A new standard classification system of rosacea, developed by a consensus committee from the National Rosacea Society (NRS) and review panel of 28 rosacea experts worldwide, has been published online in the Journal of the American Academy of Dermatology (November 1, 2017). “There has been an explosion of research on rosacea since the first standard classification system appeared in 2002, and that has resulted in a much deeper scientific understanding of this common but once little-known disorder,” said Richard Gallo, MD, chairman of dermatology at the University of California-San Diego and chairman of the NRS consensus committee.
While the original classification system designated the most common groupings of primary and secondary features as subtypes, the committee determined that because rosacea appears to encompass a consistent inflammatory continuum, it now seems appropriate to focus on the individual characteristics, called phenotypes, that may result from this disease process. Using the new system, the presence of one of two phenotypes—persistent redness of the facial skin or, less commonly, phymatous changes where the facial skin thickens—is considered diagnostic of rosacea. Additional major cutaneous signs or phenotypes—which often appear with the diagnostic features—include papules and pustules, flushing, telangiectasia and certain ocular manifestations. The presence of two or more major phenotypes independent of the diagnostic features is also considered diagnostic of rosacea. Secondary phenotypes, which must appear with one or more diagnostic or major phenotypes, include burning or stinging, swelling and dry appearance.

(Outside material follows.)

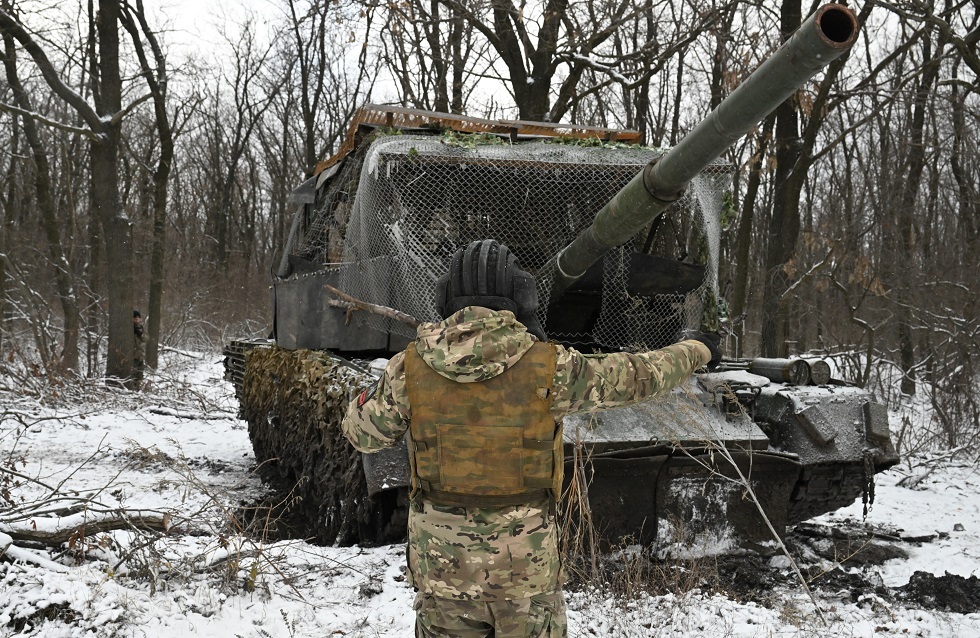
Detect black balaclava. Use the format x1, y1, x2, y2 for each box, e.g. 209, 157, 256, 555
436, 239, 548, 341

In ocular rosacea, suggestive signs noted by the committee include telangiectases on the eyelid margin and bloodshot eyes, as well as inflammation and growth of fibrous tissue on the eye. Burning, stinging, light sensitivity and the sensation of a foreign object may also occur, as well as conjunctivitis, inflammation of oil glands at the rim of the eyelids (blepharitis) and crusty accumulations at the base of the eyelashes, in addition to others.
“Although rosacea’s various phenotypes may appear in different combinations and at different times, research suggests that all are manifestations of the same underlying disease process, and that rosacea may progress not only in severity but to include additional phenotypes,” said Dr. Gallo.
The committee also acknowledged the psychosocial effects of rosacea, noting that multiple patient surveys have documented rosacea’s substantial adverse impact on emotional, social and occupational well-being. They stressed that this should also be an important consideration, and suggested the development of appropriate severity scales to measure this dimension, as well as the need for further research to adequately assess rosacea’s negative effects.
Additional areas for future research recommended by the committee include: the prevalence of rosacea in individuals with darker skin types; genetic factors that might affect the disease and may also be used to identify potential further comorbidities; the role of the skin microbiome in rosacea; and associations between rosacea and increased risk for a growing number of potentially serious systemic disorders.
In addition to Dr. Gallo, the consensus committee included Richard Granstein, MD, chairman of dermatology at Weill Cornell Medical College; Sewon Kang, MD, chairman of dermatology at Johns Hopkins School of Medicine; Mark Mannis, MD, chairman of ophthalmology at the University of California-Davis; Martin Steinhoff, MD, chairman of dermatology, Qatar University and director of the University College Dublin Charles Institute of Dermatology; Jerry Tan, MD, adjunct professor of dermatology at the University of Western Ontario; and Diane Thiboutot, MD, professor of dermatology and vice-chair for research at the Pennsylvania State University.